Sometimes, you may need to wait a few seconds for Jupyter Notebook to finish loading. The validation of operations cannot be automated because of limitations in Jupyter Notebook.
If you face issues during learning, feel free to ask Labby. Provide feedback after the session, and we will promptly resolve the problem for you.
Generate Random Data
We will generate some random data to test our algorithm. We will create 200 samples with 50 features and use a true coefficient of 3 for each feature. We will then threshold coefficients to render them non-negative.
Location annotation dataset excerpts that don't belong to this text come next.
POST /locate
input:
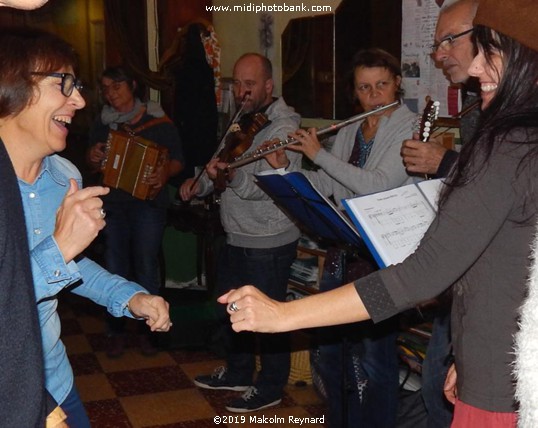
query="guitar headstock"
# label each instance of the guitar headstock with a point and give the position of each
(430, 114)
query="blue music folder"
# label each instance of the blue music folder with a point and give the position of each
(303, 203)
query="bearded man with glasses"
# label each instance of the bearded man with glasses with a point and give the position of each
(453, 50)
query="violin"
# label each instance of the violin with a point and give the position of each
(238, 141)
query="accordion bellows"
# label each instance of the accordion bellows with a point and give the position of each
(129, 161)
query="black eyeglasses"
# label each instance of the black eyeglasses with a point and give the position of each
(69, 82)
(448, 41)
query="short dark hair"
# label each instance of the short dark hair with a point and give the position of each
(119, 74)
(369, 58)
(24, 51)
(267, 66)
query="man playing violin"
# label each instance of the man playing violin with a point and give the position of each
(260, 244)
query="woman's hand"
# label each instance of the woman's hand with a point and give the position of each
(154, 309)
(79, 219)
(96, 155)
(308, 144)
(252, 310)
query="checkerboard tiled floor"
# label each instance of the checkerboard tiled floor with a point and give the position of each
(157, 392)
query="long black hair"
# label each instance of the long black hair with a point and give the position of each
(515, 105)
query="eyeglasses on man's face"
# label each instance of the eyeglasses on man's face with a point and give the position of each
(446, 43)
(69, 82)
(366, 88)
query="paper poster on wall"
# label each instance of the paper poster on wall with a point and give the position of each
(421, 77)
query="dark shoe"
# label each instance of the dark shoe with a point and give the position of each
(218, 380)
(115, 346)
(251, 401)
(147, 345)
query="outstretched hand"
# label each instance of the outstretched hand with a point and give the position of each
(154, 309)
(252, 310)
(79, 219)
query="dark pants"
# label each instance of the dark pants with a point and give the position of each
(133, 239)
(269, 270)
(434, 370)
(74, 410)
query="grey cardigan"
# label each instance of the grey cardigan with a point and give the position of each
(383, 170)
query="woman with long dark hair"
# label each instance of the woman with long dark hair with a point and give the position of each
(479, 242)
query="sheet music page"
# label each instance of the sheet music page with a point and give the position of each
(393, 221)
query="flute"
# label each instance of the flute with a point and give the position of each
(259, 153)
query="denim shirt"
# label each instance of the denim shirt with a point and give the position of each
(51, 274)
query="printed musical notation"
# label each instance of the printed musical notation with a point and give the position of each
(393, 222)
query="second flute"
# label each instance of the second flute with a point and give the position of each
(259, 153)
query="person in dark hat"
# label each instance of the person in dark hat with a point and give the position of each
(479, 243)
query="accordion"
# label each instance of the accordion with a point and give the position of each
(129, 161)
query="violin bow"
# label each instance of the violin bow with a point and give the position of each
(234, 120)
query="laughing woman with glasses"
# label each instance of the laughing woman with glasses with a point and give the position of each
(39, 97)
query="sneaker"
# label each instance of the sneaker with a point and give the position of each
(251, 401)
(218, 380)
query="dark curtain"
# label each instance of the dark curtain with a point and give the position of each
(194, 104)
(126, 19)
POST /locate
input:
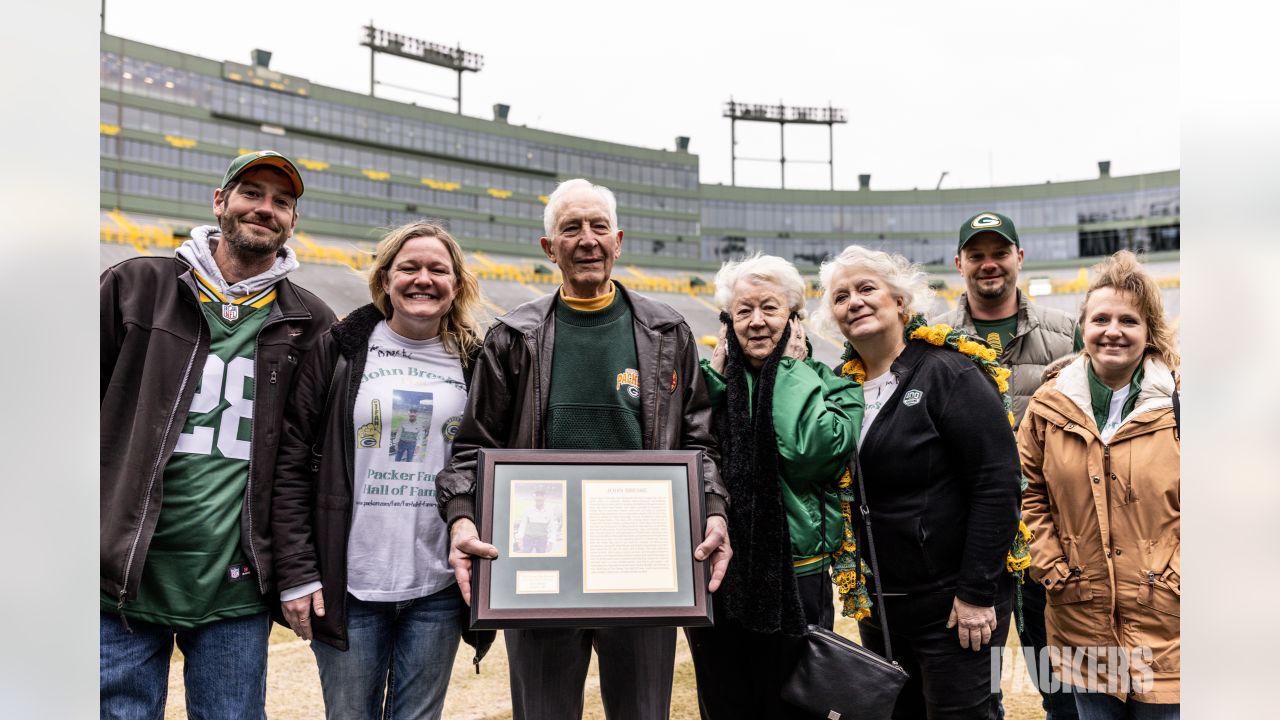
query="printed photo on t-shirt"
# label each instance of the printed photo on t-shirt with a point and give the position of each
(410, 423)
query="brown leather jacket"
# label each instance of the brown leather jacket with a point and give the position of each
(513, 374)
(1106, 529)
(154, 342)
(1043, 335)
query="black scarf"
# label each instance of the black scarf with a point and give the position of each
(759, 591)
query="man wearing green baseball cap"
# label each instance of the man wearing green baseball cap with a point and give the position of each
(199, 351)
(1028, 337)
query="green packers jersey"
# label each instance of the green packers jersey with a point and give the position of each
(195, 569)
(997, 333)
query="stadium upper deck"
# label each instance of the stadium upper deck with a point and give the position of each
(170, 122)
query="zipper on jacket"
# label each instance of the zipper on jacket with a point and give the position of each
(534, 346)
(155, 466)
(657, 397)
(248, 481)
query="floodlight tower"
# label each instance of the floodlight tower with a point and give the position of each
(784, 114)
(414, 49)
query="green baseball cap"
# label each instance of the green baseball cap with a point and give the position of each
(988, 222)
(264, 158)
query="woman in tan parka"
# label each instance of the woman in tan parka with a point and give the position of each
(1100, 450)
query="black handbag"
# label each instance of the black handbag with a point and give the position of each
(836, 678)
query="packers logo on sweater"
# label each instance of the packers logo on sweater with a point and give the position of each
(630, 379)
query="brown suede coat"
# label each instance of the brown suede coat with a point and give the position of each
(1106, 532)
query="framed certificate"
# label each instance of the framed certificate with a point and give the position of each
(589, 540)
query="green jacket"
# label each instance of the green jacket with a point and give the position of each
(817, 417)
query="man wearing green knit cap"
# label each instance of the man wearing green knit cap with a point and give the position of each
(1028, 338)
(197, 355)
(598, 367)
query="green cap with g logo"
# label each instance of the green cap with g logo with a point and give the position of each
(264, 158)
(988, 222)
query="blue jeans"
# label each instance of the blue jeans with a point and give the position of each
(400, 650)
(1101, 706)
(224, 670)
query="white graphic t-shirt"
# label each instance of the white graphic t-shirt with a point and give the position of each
(876, 393)
(407, 411)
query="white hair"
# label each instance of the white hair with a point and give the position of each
(760, 268)
(906, 281)
(570, 187)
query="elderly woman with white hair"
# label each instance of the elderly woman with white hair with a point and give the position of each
(942, 482)
(786, 425)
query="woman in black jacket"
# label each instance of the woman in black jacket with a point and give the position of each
(942, 482)
(361, 551)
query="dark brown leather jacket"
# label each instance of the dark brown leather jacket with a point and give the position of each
(513, 374)
(154, 343)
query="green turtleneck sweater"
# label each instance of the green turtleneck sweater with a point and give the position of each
(594, 401)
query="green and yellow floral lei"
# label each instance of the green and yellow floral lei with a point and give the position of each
(853, 586)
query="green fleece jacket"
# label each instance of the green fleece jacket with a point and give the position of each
(817, 417)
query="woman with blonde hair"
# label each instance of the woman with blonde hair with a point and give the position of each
(936, 449)
(361, 551)
(1100, 447)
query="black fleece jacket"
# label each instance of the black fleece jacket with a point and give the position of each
(311, 504)
(942, 478)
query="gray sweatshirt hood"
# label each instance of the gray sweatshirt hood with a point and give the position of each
(199, 253)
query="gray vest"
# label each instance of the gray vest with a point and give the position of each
(1043, 335)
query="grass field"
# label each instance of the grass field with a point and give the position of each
(293, 684)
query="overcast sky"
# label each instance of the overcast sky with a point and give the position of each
(995, 92)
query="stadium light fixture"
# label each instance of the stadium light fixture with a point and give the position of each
(421, 51)
(784, 114)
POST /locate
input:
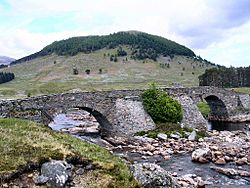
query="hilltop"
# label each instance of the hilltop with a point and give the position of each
(142, 45)
(6, 60)
(112, 63)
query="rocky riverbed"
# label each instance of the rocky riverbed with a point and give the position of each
(222, 159)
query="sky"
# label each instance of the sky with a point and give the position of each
(217, 30)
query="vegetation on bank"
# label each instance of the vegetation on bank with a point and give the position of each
(6, 77)
(204, 109)
(24, 143)
(160, 106)
(226, 77)
(143, 46)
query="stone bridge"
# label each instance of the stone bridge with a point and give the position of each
(122, 110)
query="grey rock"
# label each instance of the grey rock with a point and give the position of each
(40, 180)
(175, 135)
(162, 136)
(55, 173)
(202, 155)
(150, 175)
(192, 136)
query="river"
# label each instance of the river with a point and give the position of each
(181, 164)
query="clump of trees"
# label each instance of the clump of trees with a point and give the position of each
(160, 106)
(6, 77)
(226, 77)
(143, 46)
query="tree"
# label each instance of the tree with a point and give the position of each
(75, 71)
(87, 71)
(160, 106)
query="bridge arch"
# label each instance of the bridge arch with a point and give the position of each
(217, 106)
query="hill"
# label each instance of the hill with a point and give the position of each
(103, 69)
(6, 60)
(143, 46)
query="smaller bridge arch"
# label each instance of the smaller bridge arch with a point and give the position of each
(217, 106)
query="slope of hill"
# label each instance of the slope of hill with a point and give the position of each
(6, 60)
(54, 74)
(142, 45)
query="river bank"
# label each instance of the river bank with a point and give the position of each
(224, 149)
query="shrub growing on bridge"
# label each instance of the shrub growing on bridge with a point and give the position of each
(160, 106)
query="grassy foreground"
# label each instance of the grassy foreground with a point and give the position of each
(24, 142)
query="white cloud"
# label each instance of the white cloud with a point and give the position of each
(203, 25)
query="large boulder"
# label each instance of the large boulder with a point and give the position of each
(150, 175)
(54, 173)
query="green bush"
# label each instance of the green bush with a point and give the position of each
(160, 106)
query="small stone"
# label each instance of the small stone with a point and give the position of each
(5, 185)
(202, 155)
(183, 183)
(227, 158)
(201, 140)
(201, 183)
(174, 174)
(220, 161)
(166, 157)
(192, 136)
(241, 161)
(162, 136)
(30, 175)
(149, 147)
(149, 153)
(177, 135)
(40, 180)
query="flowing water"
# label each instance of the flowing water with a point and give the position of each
(181, 164)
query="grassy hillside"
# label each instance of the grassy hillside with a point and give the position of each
(143, 46)
(19, 149)
(54, 74)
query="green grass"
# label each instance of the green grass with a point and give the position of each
(204, 109)
(42, 76)
(23, 143)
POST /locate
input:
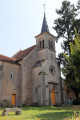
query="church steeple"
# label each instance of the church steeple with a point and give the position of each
(44, 25)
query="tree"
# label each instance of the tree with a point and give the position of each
(64, 24)
(72, 69)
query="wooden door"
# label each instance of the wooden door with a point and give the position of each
(13, 99)
(53, 96)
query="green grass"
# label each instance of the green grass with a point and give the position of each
(42, 113)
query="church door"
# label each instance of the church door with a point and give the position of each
(13, 99)
(53, 96)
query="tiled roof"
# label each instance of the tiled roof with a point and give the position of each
(7, 59)
(23, 53)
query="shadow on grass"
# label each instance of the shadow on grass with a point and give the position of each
(45, 108)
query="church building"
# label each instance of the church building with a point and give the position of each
(32, 76)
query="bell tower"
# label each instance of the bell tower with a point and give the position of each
(45, 39)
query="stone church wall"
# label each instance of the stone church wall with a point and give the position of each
(27, 80)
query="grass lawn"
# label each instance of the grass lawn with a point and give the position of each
(42, 113)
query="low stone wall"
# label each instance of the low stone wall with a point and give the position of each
(16, 110)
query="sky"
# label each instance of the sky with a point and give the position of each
(21, 21)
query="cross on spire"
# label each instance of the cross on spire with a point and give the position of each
(44, 25)
(44, 7)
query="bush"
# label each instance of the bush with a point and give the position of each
(76, 102)
(5, 103)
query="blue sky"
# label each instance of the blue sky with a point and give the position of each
(21, 21)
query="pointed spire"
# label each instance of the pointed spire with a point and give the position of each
(44, 25)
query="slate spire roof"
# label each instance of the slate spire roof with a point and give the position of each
(44, 25)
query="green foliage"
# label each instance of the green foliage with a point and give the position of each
(64, 25)
(72, 70)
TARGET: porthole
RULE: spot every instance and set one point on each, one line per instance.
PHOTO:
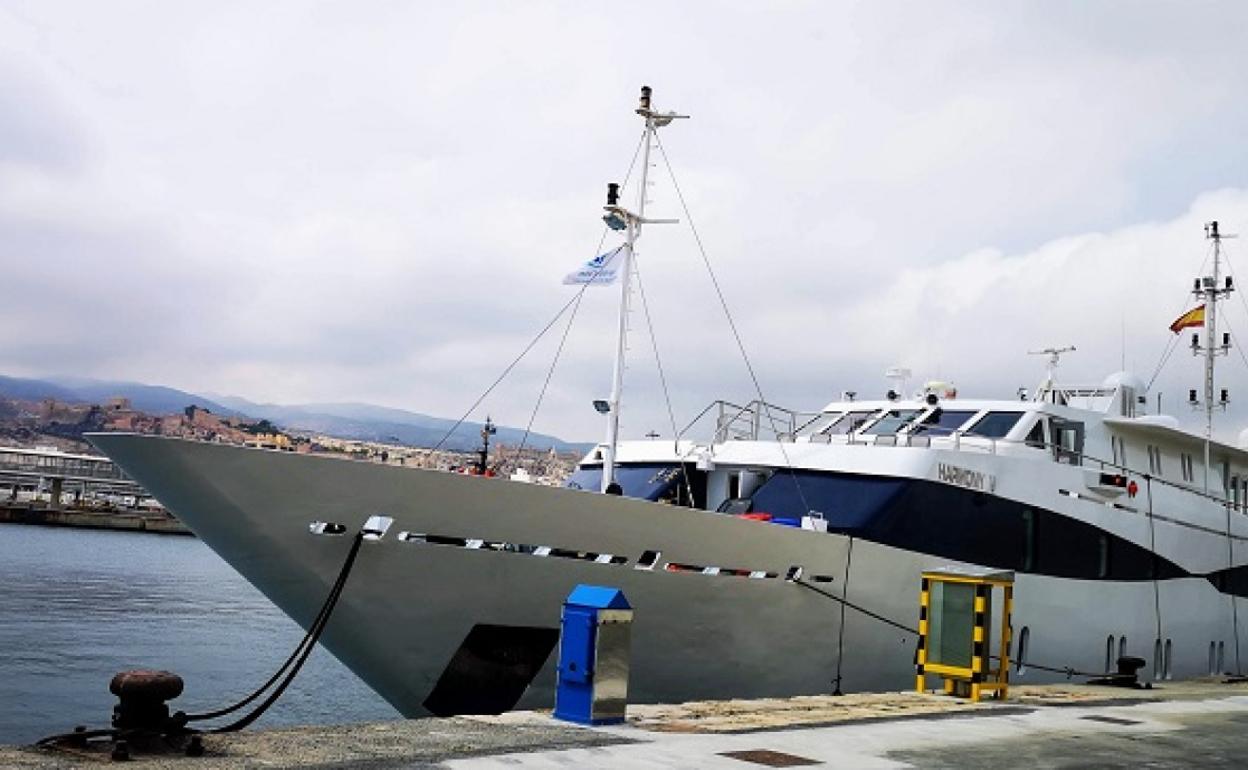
(1021, 662)
(649, 558)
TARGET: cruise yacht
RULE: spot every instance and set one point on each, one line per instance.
(774, 553)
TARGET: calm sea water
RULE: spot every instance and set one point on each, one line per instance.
(79, 605)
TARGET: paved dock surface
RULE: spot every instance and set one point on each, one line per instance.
(1197, 724)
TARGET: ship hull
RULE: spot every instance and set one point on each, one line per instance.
(409, 607)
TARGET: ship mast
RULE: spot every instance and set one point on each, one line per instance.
(622, 219)
(1208, 290)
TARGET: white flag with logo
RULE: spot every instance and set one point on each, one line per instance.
(599, 271)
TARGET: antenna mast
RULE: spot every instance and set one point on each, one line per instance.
(1055, 357)
(630, 222)
(1207, 288)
Lastly, we will add some noise to the samples.
import numpy as np
np.random.seed(42)
n_samples, n_features = 200, 50
X = np.random.randn(n_samples, n_features)
true_coef = 3 * np.random.randn(n_features)
true_coef[true_coef < 0] = 0
y = np.dot(X, true_coef)
y += 5 * np.random.normal(size=(n_samples,))
Split Data into Train and Test Sets
We will split our data into a train set and a test set, with 50% of the data in each set.
from sklearn.model_selection import train_test_split
X_train, X_test, y_train, y_test = train_test_split(X, y, test_size=0.5)
Fit Non-Negative Least Squares Regression
We will now fit our data using non-negative least squares regression. This is done using scikit-learn's LinearRegression class with the positive=True parameter. We will then predict the values for our test set and calculate the R2 score.
from sklearn.linear_model import LinearRegression
from sklearn.metrics import r2_score
reg_nnls = LinearRegression(positive=True)
y_pred_nnls = reg_nnls.fit(X_train, y_train).predict(X_test)
r2_score_nnls = r2_score(y_test, y_pred_nnls)
print("NNLS R2 score", r2_score_nnls)
Fit Classic Linear Regression
We will now fit our data using classic linear regression. This is done using scikit-learn's LinearRegression class. We will then predict the values for our test set and calculate the R2 score.
reg_ols = LinearRegression()
y_pred_ols = reg_ols.fit(X_train, y_train).predict(X_test)
r2_score_ols = r2_score(y_test, y_pred_ols)
print("OLS R2 score", r2_score_ols)
Compare Regression Coefficients
We will now compare the regression coefficients between non-negative least squares regression and classic linear regression. We will plot the coefficients against each other and observe that they are highly correlated. However, the non-negative constraint shrinks some coefficients to 0. This is because non-negative least squares inherently yield sparse results.
import matplotlib.pyplot as plt
fig, ax = plt.subplots()
ax.plot(reg_ols.coef_, reg_nnls.coef_, linewidth=0, marker=".")
low_x, high_x = ax.get_xlim()
low_y, high_y = ax.get_ylim()
low = max(low_x, low_y)
high = min(high_x, high_y)
ax.plot([low, high], [low, high], ls="--", c=".3", alpha=0.5)
ax.set_xlabel("OLS regression coefficients", fontweight="bold")
ax.set_ylabel("NNLS regression coefficients", fontweight="bold")
Summary
In this lab, we learned about non-negative least squares regression and how it differs from classic linear regression. We used scikit-learn to implement this algorithm and compared it to classic linear regression by generating random data and splitting it into a train set and a test set. We then fit both models to the data, predicted the values for the test set, and calculated the R2 score. Finally, we compared the regression coefficients between the two models and observed that non-negative least squares regression yields sparse results.